On Tuesday morning a StarSat spokesperson told TV with Thinus there is a technical problem. According to the spokesperson the StarTimes channels went dead on Monday but was fixed.

However complaints from StarSat subscribers unable to access the service and getting a signal continued on Tuesday morning.


"StarSat can you please give us an explanation so that we should know what is happening?" asked StarSat subscriber Moses Chauke, echoing the sentiment of shocked and angry StarSat subscribers.


"No signal on any channel. Tried phoning, all numbers are unobtainable. Sounds like StarSat has gone belly up? Refund money please. Waste of time to carry on with a provider who loses channels and promises to replace them," said Anthea Enstrom of the pay-TV operator which is still in business rescue.

"Why is there no signal and why don't you answer?" asked Charmaine Kleinhans.

"What on Earth is going on at StarSat?" asked subscriber Desigan Reddy. "Put my TV on and no signal. Service poor as usual. Can't even contact your call centre. Poor, extremely poor".

"I brought a StarSat decoder on Sunday. The Installer came yesterday to do the installation. He found the signal but there is no channels," said Sihle Ndlovu.

Subscribers complained that emails to info@starsat.co.za and statements@starsat.co.za no longer worked.

Media enquiries sent by email to ODM on Monday and again on Tuesday morning also failed to go through, although a StarSat spokesperson reached early on Tuesday by phone said there is a technical problem.

StarSat's last tweet on Monday was ironically, "They save us, but who saves them?" in relation to the firefighting drama series Rescue Me.

ODM and StarTimes Media SA's channel and signal loss comes two weeks after MultiChoice and M-Net has a massive technical failure due to a power failure during which all the M-Net supplied channels and SuperSport channels on DStv went dark on Saturday 11 April.

ODM launched the TopTV service commercially in May 2010 but soon ran intro trouble.

Urgently needing more cash to stay afloat, it entered business rescue by October 2012 which it has been in ever since, despite China's StarTimes Media which came onboard as an investor in April 2013. It started with a major restructuring of the company which saw it relaunched the damaged TopTV brand as StarSat in December 2013.

Although it hugely damaged the TopTV brand and the company's public reputation, On Digital Media launched a pornographic bouquet of sex channels - something the company promised at its launch in May 2010 it would never do - in November 2013.

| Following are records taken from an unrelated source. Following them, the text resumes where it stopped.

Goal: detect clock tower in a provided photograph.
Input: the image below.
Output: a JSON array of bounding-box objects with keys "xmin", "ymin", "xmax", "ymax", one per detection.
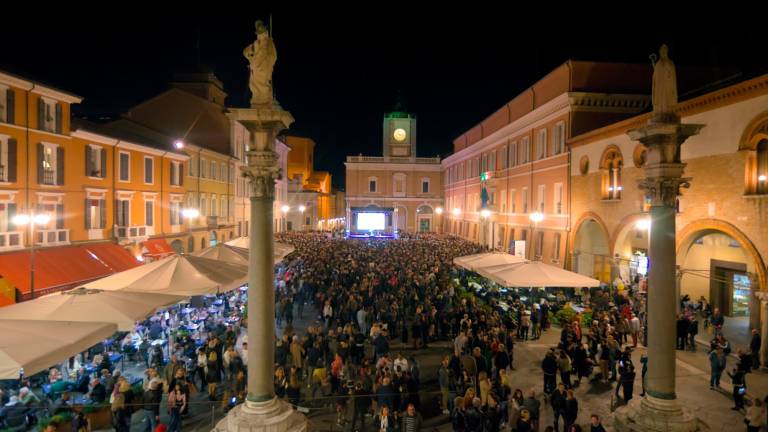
[{"xmin": 382, "ymin": 101, "xmax": 416, "ymax": 158}]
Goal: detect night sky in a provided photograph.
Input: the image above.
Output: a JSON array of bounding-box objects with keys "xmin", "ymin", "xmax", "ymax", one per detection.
[{"xmin": 0, "ymin": 9, "xmax": 768, "ymax": 187}]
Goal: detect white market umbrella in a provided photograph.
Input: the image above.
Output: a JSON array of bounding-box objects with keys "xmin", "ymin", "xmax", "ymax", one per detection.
[
  {"xmin": 0, "ymin": 320, "xmax": 117, "ymax": 379},
  {"xmin": 477, "ymin": 261, "xmax": 600, "ymax": 288},
  {"xmin": 453, "ymin": 252, "xmax": 527, "ymax": 271},
  {"xmin": 79, "ymin": 255, "xmax": 248, "ymax": 296},
  {"xmin": 224, "ymin": 237, "xmax": 295, "ymax": 265},
  {"xmin": 0, "ymin": 287, "xmax": 186, "ymax": 331}
]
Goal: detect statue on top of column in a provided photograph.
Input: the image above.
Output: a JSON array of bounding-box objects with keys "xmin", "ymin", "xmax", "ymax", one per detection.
[
  {"xmin": 243, "ymin": 21, "xmax": 277, "ymax": 106},
  {"xmin": 651, "ymin": 45, "xmax": 677, "ymax": 117}
]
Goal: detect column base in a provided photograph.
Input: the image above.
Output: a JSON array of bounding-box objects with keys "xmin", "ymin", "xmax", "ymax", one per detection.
[
  {"xmin": 214, "ymin": 398, "xmax": 308, "ymax": 432},
  {"xmin": 613, "ymin": 394, "xmax": 708, "ymax": 432}
]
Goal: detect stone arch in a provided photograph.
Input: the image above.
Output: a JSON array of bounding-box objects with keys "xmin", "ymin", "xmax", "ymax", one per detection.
[{"xmin": 675, "ymin": 219, "xmax": 768, "ymax": 291}]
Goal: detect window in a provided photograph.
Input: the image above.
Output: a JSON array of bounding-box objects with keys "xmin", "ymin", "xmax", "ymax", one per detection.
[
  {"xmin": 552, "ymin": 233, "xmax": 560, "ymax": 261},
  {"xmin": 0, "ymin": 135, "xmax": 18, "ymax": 183},
  {"xmin": 85, "ymin": 144, "xmax": 107, "ymax": 178},
  {"xmin": 37, "ymin": 97, "xmax": 62, "ymax": 133},
  {"xmin": 170, "ymin": 161, "xmax": 183, "ymax": 186},
  {"xmin": 523, "ymin": 187, "xmax": 528, "ymax": 213},
  {"xmin": 554, "ymin": 183, "xmax": 563, "ymax": 214},
  {"xmin": 499, "ymin": 146, "xmax": 509, "ymax": 169},
  {"xmin": 600, "ymin": 145, "xmax": 623, "ymax": 200},
  {"xmin": 536, "ymin": 129, "xmax": 547, "ymax": 159},
  {"xmin": 85, "ymin": 198, "xmax": 107, "ymax": 229},
  {"xmin": 536, "ymin": 231, "xmax": 544, "ymax": 258},
  {"xmin": 144, "ymin": 200, "xmax": 155, "ymax": 226},
  {"xmin": 536, "ymin": 185, "xmax": 545, "ymax": 213},
  {"xmin": 37, "ymin": 143, "xmax": 64, "ymax": 185},
  {"xmin": 756, "ymin": 140, "xmax": 768, "ymax": 195},
  {"xmin": 115, "ymin": 199, "xmax": 131, "ymax": 227},
  {"xmin": 120, "ymin": 152, "xmax": 131, "ymax": 181},
  {"xmin": 0, "ymin": 86, "xmax": 16, "ymax": 124},
  {"xmin": 521, "ymin": 137, "xmax": 531, "ymax": 163},
  {"xmin": 144, "ymin": 156, "xmax": 155, "ymax": 184},
  {"xmin": 170, "ymin": 202, "xmax": 181, "ymax": 225},
  {"xmin": 552, "ymin": 122, "xmax": 565, "ymax": 154}
]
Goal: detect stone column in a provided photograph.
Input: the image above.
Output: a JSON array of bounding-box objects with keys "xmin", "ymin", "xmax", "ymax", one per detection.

Last month ODM and StarTimes Media SA lost a lengthy and costly court battle when the Supreme Court of Appeal dismissed - with cost - StarSat's appeal over its hardcore porn channels which the Western Cape High Court at the end of 2014 ordered off the air.

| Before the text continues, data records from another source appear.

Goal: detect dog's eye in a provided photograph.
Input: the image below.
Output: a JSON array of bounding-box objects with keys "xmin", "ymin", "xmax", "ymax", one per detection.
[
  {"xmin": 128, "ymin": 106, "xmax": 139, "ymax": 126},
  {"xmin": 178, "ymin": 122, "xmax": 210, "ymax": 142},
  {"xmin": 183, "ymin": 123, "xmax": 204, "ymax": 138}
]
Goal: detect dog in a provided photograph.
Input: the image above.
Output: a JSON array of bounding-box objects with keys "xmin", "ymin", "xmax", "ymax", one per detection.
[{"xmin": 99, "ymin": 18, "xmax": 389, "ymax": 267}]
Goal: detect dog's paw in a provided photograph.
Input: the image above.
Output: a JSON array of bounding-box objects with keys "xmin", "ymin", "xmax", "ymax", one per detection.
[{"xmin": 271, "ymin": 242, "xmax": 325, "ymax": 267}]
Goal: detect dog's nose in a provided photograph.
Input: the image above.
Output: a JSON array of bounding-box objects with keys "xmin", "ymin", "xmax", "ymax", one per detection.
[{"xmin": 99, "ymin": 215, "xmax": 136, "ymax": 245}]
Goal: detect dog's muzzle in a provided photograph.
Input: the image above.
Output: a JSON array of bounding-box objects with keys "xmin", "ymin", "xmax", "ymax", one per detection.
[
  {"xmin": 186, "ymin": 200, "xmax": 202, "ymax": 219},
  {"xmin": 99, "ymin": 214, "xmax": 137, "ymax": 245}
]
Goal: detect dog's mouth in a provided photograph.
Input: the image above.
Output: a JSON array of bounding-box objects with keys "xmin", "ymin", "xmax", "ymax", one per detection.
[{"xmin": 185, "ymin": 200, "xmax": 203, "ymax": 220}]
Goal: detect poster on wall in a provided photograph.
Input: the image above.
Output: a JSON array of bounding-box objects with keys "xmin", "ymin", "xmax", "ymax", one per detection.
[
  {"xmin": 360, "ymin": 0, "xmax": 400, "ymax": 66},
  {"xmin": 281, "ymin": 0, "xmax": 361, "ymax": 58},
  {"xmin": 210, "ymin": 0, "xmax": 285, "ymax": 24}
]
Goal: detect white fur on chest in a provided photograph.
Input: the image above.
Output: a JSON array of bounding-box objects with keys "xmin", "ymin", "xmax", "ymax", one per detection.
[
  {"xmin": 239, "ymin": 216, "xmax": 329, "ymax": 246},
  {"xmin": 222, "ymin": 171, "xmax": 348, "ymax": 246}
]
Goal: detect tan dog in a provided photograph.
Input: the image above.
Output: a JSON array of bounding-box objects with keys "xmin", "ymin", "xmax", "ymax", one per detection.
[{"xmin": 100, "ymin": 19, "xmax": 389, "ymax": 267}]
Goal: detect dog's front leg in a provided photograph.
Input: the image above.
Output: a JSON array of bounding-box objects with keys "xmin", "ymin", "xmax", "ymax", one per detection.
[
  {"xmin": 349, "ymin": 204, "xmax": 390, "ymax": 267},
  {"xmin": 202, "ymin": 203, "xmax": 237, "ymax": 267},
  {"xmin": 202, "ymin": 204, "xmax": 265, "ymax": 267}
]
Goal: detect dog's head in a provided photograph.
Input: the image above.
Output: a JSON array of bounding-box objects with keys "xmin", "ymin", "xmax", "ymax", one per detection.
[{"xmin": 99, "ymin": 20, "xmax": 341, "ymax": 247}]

Since it launched in May 2010, TopTV and later StarSat has faced an ongoing uphill battle - from a double debit order run scandal in February 2011, repeated in April 2012, to the abrupt loss of various TV channels, technical problems and blackouts of certain channels and technical problems with the introduction of the new StarSat decoders imported from China.

Even after the StarSat rebrand at the end of 2013 when ODM switched its satellite transponder uplinking of channels from Germany to Beijing, StarSat subscribers' complaints continued.

Subscribers were unhappy with the bad TV signal quality, StarSat's chaotic electronic programme guide (EPG) broken promises over new TV channels, complaining about "non-existent" call centre customer service.

Into 2015 StarSat subscribers continued to complain about the bad transmission quality of certain channels, complaining that some channels suffer from ongoing bad sound and degrading video pixelation problems, while some channels like FOX Crime would go black or have the channel freeze up for hours.